The few studies that have proven a connection are widely quoted. They are also criticized as lacking proper research controls (one covered a period where a high percentage of Full Moons fell on weekends, days that also show a high correlation with strange behaviors). Bottom line, the Moon statistics can’t be replicated. What’s more, they often contradict each other, with some proving the Quarter Moons are more traumatic. Nonetheless, in a study among students at universities in Florida, Canada, and Hawaii, when queried about the Moon, half agreed that people are strange when the Moon is full.
After years of watching Full Moons, I vote with the scientists. Blaming the Moon is unfair. Most Full Moons are positively lovely. I’ve never wanted to kill someone or even had an accident when the Moon was full, nor have most people I know. So why do the Moon rumors persist? I think it’s because there are two kinds of truth: the empirical and the imaginative. Empirical truths happen to a statistically significant portion of us. Imaginative truths, delivered through rumors and stories, can capture an equally significant number, whether the tale happened to just a few people, or never even happened at all. Empirical facts we can count, but of imaginative ones, we need to ask: What does this story serve? What is it trying to tell us?

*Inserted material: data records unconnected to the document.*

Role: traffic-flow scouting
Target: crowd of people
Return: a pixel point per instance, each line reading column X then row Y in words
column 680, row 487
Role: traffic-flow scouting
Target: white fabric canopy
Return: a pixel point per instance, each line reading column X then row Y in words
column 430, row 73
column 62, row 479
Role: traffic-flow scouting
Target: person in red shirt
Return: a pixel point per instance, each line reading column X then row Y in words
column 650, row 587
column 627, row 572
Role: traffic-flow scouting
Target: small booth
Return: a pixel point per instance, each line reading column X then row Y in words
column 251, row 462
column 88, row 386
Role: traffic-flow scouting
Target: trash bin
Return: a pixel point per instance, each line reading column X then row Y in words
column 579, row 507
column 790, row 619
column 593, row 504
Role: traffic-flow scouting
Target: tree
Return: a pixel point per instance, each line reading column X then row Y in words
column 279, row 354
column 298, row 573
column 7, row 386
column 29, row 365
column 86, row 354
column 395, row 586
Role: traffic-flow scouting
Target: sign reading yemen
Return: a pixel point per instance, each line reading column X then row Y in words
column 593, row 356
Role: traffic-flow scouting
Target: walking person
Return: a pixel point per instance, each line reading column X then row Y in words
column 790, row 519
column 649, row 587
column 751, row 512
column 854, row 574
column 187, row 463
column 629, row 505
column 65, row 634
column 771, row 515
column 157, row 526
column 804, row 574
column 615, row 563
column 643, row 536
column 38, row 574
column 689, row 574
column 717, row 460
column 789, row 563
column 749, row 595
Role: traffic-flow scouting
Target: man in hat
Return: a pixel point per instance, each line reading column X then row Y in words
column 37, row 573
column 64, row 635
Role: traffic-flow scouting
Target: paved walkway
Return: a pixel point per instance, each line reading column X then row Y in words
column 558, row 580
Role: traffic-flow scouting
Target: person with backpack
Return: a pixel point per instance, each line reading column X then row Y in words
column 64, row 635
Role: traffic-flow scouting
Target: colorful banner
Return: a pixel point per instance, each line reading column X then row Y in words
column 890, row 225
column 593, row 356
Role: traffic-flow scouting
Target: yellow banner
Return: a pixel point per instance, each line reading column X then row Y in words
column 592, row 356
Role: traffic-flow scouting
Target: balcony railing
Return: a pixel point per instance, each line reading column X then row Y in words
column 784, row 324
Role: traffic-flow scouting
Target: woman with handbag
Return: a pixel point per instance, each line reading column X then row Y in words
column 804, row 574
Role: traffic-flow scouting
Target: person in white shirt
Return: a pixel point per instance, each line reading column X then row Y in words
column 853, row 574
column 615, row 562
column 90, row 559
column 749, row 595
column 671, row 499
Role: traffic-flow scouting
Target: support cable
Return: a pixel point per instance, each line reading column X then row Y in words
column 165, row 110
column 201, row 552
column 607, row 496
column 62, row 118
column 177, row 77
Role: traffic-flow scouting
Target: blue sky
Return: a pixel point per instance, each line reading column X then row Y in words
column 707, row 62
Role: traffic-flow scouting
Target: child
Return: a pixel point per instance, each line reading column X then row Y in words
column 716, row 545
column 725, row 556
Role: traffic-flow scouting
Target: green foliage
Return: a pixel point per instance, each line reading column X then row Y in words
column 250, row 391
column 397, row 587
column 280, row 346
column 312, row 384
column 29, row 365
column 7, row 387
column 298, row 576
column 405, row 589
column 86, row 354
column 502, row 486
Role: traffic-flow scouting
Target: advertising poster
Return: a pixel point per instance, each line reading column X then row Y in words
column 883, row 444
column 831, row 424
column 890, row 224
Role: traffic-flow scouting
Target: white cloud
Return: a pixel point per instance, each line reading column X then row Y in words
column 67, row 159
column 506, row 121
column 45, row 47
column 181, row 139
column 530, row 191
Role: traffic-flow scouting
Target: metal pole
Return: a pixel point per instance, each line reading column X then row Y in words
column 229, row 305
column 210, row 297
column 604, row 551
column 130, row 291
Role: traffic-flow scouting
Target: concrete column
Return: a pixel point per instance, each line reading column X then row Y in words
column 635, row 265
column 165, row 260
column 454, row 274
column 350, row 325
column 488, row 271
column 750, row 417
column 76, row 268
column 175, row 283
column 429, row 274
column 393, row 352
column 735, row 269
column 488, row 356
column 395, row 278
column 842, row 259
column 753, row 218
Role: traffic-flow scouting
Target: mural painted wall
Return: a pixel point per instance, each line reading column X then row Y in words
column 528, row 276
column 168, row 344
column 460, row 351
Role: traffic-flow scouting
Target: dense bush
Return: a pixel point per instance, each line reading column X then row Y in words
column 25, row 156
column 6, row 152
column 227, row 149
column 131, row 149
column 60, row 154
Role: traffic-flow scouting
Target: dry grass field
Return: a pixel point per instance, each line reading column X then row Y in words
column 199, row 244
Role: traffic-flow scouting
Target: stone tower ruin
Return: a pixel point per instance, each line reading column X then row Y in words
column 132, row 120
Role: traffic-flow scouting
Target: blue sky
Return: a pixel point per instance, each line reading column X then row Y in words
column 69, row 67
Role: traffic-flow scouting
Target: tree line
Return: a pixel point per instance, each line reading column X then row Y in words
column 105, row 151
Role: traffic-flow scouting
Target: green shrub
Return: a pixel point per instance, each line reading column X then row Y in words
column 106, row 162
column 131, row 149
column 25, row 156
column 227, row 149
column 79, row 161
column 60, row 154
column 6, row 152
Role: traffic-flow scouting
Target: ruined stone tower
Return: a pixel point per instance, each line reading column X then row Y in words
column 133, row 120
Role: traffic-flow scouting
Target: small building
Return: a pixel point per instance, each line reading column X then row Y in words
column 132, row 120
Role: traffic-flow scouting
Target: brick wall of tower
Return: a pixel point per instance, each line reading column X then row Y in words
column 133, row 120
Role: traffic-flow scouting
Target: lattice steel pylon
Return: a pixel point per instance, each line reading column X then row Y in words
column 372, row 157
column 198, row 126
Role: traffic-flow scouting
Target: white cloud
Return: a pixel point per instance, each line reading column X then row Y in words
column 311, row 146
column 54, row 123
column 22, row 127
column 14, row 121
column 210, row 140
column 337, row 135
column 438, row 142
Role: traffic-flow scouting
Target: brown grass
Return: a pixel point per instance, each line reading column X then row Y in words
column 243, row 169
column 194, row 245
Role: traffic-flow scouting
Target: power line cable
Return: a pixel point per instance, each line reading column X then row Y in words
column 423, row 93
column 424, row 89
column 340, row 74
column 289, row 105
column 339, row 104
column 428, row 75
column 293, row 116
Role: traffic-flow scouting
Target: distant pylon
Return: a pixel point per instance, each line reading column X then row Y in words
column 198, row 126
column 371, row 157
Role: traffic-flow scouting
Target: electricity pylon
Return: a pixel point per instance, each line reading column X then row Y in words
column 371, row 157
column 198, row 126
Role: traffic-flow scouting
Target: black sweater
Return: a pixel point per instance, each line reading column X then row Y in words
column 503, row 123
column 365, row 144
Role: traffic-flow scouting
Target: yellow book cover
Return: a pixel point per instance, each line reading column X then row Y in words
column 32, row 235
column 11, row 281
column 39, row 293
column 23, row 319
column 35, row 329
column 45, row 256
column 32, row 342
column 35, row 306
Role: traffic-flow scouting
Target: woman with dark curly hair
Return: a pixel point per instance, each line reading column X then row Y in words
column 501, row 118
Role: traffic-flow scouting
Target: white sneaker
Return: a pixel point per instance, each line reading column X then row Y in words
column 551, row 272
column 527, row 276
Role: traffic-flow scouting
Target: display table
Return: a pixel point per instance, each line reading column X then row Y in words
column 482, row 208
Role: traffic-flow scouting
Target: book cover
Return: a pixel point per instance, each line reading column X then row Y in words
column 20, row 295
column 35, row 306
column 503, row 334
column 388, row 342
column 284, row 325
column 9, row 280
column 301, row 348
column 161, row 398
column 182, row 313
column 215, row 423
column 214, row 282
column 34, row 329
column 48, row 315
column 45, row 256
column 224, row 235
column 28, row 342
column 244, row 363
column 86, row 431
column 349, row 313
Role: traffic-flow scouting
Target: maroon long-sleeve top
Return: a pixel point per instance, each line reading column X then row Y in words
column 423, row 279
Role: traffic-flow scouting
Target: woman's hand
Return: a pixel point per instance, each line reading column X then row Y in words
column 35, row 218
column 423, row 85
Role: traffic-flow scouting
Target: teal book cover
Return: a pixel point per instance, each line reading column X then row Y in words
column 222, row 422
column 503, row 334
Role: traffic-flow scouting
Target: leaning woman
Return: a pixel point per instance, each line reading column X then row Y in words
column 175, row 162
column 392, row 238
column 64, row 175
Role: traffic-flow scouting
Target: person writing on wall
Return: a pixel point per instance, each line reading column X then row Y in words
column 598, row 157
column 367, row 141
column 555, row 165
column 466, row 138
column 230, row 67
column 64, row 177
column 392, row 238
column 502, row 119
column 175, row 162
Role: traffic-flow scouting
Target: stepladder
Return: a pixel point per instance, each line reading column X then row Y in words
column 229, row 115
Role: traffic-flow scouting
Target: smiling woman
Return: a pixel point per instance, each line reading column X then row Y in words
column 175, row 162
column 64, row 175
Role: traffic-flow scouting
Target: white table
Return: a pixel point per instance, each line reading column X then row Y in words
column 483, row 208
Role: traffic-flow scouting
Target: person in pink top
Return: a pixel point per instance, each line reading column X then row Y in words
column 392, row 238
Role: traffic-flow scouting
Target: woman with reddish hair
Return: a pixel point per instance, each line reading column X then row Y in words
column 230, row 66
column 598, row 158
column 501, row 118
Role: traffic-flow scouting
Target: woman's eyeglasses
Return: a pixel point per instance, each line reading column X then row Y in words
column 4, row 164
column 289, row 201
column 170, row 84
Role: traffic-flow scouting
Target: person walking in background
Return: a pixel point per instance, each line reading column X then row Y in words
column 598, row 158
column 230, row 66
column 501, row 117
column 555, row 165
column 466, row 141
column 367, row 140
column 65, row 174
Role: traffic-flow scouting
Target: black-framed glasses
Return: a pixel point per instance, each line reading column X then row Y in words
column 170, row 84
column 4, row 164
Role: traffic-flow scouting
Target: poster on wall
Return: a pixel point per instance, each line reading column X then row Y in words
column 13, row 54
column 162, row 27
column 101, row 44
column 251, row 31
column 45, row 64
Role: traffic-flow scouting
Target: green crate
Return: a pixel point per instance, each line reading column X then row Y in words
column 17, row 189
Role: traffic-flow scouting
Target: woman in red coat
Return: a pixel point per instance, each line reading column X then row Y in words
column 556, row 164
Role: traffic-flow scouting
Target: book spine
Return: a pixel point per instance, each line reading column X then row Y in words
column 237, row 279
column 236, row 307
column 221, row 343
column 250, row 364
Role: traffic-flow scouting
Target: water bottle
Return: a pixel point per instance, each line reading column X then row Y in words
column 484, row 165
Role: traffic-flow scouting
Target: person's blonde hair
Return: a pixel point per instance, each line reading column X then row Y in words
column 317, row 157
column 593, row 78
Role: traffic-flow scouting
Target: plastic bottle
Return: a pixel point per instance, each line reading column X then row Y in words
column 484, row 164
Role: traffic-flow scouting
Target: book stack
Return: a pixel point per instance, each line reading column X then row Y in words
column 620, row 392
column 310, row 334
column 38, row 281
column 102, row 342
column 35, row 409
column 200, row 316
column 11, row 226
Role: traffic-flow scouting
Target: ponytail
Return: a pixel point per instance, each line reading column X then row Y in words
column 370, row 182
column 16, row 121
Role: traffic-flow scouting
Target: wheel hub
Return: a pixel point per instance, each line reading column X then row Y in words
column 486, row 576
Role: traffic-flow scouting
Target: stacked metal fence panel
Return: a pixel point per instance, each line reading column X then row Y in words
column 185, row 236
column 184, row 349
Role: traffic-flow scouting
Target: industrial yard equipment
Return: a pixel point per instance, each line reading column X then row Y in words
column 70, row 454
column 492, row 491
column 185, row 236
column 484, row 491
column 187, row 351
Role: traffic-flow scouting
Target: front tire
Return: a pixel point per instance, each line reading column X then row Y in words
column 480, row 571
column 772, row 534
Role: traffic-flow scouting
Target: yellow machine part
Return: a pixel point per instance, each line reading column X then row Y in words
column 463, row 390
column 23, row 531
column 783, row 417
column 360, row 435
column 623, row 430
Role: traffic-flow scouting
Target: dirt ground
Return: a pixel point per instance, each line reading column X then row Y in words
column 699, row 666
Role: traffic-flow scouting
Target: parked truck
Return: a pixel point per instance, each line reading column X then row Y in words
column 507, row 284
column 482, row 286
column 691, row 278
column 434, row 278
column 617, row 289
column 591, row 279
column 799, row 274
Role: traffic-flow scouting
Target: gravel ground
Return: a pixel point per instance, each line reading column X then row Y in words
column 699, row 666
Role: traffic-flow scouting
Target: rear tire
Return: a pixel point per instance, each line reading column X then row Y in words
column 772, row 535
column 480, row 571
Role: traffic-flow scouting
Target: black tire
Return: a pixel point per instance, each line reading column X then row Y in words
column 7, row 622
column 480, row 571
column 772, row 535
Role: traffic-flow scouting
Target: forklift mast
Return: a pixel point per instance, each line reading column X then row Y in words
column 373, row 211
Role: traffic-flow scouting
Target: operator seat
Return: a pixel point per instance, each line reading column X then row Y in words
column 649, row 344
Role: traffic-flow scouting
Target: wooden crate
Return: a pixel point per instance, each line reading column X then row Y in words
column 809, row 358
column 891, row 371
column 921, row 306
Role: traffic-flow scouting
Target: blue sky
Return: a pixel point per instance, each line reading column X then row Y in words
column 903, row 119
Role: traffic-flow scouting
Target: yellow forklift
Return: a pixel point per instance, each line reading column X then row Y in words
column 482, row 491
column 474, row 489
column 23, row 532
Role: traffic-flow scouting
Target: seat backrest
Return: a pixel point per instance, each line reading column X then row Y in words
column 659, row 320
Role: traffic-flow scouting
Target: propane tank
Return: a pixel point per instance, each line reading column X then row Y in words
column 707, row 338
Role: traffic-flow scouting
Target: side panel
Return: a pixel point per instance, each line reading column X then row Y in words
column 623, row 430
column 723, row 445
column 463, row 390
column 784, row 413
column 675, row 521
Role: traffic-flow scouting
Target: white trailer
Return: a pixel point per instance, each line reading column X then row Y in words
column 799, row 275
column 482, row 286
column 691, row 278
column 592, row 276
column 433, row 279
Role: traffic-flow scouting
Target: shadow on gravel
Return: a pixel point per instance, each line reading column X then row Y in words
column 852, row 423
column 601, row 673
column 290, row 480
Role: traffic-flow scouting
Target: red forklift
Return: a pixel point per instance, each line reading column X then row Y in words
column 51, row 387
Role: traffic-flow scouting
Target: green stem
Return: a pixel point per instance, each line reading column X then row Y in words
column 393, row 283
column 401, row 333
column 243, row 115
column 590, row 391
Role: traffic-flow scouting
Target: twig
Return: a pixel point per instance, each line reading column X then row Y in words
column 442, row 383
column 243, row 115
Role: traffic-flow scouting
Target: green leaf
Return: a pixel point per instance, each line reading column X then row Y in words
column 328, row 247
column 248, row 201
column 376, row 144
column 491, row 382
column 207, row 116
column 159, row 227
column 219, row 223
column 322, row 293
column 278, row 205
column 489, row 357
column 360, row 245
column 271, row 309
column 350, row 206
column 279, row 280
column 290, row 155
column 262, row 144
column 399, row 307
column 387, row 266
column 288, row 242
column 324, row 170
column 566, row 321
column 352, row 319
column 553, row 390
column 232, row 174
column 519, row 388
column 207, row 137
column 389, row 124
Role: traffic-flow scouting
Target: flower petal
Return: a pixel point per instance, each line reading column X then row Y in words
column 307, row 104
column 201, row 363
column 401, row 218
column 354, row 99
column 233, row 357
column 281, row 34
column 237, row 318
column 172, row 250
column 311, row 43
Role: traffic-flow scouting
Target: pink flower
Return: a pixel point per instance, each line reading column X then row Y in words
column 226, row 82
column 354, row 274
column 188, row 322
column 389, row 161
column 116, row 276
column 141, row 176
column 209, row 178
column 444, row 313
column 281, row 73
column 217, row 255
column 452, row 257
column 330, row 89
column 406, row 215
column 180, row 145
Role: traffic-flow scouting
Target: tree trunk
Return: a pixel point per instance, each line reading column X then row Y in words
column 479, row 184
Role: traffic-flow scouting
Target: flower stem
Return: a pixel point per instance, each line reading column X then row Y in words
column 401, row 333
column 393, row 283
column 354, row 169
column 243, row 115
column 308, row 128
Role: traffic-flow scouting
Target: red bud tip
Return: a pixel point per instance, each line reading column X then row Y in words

As image, werewolves do describe an essential human conflict—from wild nature we emerged, but into societies we go. What do we do with our wild instincts? How do we quell them to abide peacefully with our fellows? How do we cope with those who don’t? Like the opposing forces of Sun and Moon at Full Moon time, the werewolf evokes at once our desire for the wild and its repression. Today this conflict seems difficult as ever. Cemented, corralled and cowed into our cubicles, staring at computer screens, or in our vehicles racing hither and yon, it’s a wonder we aren’t constantly crazy. So it’s understandable that when the Moon is full and beautiful, something deep within us stirs. Perhaps it’s even coded into our DNA, the memory of countless lifetimes spent raising our eyes skyward to bless the Full Moon with joy and gratitude, then lolling, lazing, making love, and dancing in the Moon’s bright bliss.
In the years I’ve been studying the Moon, I’ve learned to listen to these ancient memories. I’ve discovered that appreciating the Full Moon like this hasn’t made me crazy. It actually makes me feel quite sane. Even when I howl.